Past years, we began a collaboration with ABES (National Bibliographic Agency for Universities) to develop a method and a prototype to perform entity resolution between on one hand the authors of a new bibliographic record, and, on the other the authority references of an authority catalog (and namely the Sudoc catalogue from the ABES agency). The prototype providing this service has been implemented on top of Cogui and experiments have been led in the context of the SudocAd project (jointly conducted by ABES and GraphIK).

Our proposed method can be stated as follows: first, enrich authority records with knowledge extracted from bibliographic records in which the authority is mentioned ; then, use logical rules which conclude on different levels of reconciliation, to compare the authors of a new bibliographic record with the enriched authority records ; finally, for each author of the new bibliographic record, order the authority identifiers by level of reconciliation.

  • Work published in [30] .

A problem with this approach is that it relies upon pre-established links between bibliographic records and authority notices. However, our experimentation and evaluation have shown that many existing links were erroneous, and thus led to the propagation of new linkage errors. We have thus began to work on methods and tools to repair linkage errors in bibliographical databases. This year, this work has been pursued along three different axis:

  1. We have built a formal framework allowing to evaluate the quality of links in a documents database. We propose two different “quality” notions, based upon an identification predicate`id and a differentiation predicate di between pairs of authority notices identifiers (these predicates can be either given by an expert or computed using rules). We have first introduced the notion of a well-founded database, when id is an equivalence relation and di its complement. This property can be checked using logical inferences and combinatorial techniques. In the general case where a database is not necessarily well-founded, we have proposed different distances to a well-founded one. We have also introduced a more complex quality criterion that corresponds to stability by substitution (a fundamental property of logical equality that is not necessarily satisfied by id).

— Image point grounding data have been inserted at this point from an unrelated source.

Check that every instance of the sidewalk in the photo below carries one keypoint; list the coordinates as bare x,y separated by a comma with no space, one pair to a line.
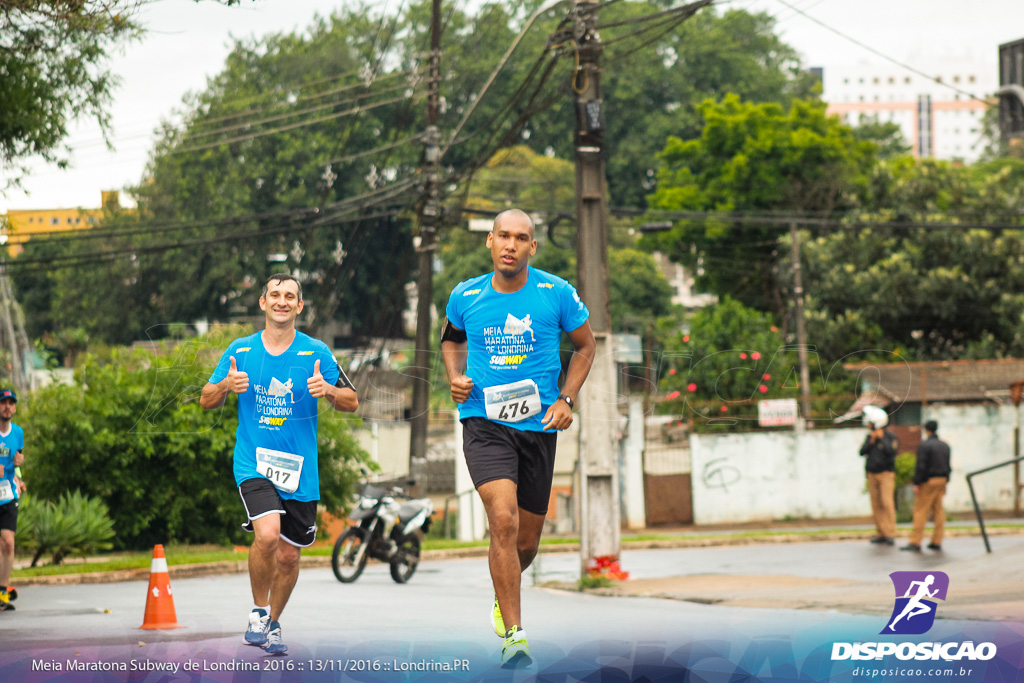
986,588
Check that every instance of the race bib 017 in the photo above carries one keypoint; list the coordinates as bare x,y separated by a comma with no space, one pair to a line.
6,492
283,469
512,402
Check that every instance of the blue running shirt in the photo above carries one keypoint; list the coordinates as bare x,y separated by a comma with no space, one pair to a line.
9,445
276,412
515,336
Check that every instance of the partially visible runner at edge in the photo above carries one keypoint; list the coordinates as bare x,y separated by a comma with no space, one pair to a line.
11,487
280,375
501,348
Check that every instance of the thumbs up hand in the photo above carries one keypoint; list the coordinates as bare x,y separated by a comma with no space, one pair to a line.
238,381
316,384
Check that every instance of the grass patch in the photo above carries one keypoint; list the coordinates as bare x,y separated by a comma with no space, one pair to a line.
594,582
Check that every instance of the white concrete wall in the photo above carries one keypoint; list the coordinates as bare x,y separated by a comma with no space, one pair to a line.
773,475
819,474
979,436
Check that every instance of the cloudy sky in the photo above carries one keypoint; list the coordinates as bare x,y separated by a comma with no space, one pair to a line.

    • A research report should lead to a publication in 2014.

  2. We developed a methodology for detecting linkage errors and fixing them, based upon a clustering method of authors in bibliographic records. Last year, the general schema of the methodology was defined. It is based upon a set of criteria which allows us to cluster “similar” authors together. Each criterion represents a point of view on the author: name, publication time span, publication domain, etc... This year, two aggregation semantics for such criteria have been developed, implemented and evaluated.

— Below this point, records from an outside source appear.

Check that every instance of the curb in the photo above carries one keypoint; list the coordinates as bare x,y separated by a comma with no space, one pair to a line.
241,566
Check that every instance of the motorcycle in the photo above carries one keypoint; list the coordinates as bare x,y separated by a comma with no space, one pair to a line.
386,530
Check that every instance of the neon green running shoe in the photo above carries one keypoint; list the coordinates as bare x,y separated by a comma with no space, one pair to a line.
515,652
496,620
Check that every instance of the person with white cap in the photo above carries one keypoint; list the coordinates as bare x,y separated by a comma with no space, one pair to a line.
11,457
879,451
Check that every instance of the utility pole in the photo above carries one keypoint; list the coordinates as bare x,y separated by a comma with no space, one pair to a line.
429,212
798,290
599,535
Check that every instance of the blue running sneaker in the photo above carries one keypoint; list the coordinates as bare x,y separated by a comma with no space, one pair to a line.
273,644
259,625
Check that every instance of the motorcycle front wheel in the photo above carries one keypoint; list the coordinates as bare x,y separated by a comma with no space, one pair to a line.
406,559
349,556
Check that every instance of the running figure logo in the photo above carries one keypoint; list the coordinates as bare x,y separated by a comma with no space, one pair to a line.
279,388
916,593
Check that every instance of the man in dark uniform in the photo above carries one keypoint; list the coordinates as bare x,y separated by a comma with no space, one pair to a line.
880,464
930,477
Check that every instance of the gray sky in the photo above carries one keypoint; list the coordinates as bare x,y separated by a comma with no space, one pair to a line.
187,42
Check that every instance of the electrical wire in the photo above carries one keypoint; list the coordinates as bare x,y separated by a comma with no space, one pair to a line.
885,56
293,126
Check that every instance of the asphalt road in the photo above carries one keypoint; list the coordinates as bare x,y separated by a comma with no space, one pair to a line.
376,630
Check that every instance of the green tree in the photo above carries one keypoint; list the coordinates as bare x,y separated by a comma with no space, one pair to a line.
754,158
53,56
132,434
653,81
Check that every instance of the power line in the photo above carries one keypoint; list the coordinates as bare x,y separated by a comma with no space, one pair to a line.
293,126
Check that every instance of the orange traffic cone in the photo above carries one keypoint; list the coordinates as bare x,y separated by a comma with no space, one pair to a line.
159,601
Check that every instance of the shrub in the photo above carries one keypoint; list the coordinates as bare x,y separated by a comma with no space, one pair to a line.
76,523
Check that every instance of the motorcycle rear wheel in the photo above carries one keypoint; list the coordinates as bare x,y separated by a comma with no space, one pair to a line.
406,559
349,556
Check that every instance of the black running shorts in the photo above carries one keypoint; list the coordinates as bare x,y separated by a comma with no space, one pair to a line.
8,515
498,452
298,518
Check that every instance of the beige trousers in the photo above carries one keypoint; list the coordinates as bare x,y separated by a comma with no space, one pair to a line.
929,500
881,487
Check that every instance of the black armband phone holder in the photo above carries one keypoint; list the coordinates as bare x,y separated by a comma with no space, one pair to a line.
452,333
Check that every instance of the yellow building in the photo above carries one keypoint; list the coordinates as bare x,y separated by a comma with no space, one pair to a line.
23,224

    • Work published in AI-SGAI 2013 [34] .

  3. We have studied methods allowing to automatically extract similarity criteria between named entities. This problem is very similar to the automatic discovery of composite key constraints in RDF data sources that conform to a given ontology. We have studied the different existing methods allowing to discover such keys, and have proposed logical semantics for these different keys. These semantics allow to understand and compare the results produced by these different methods. These methods have been evaluated against the documentary databases provided by our partners ABES and INA.

    • Work described in a research report [48] , at the moment, two papers are submitted.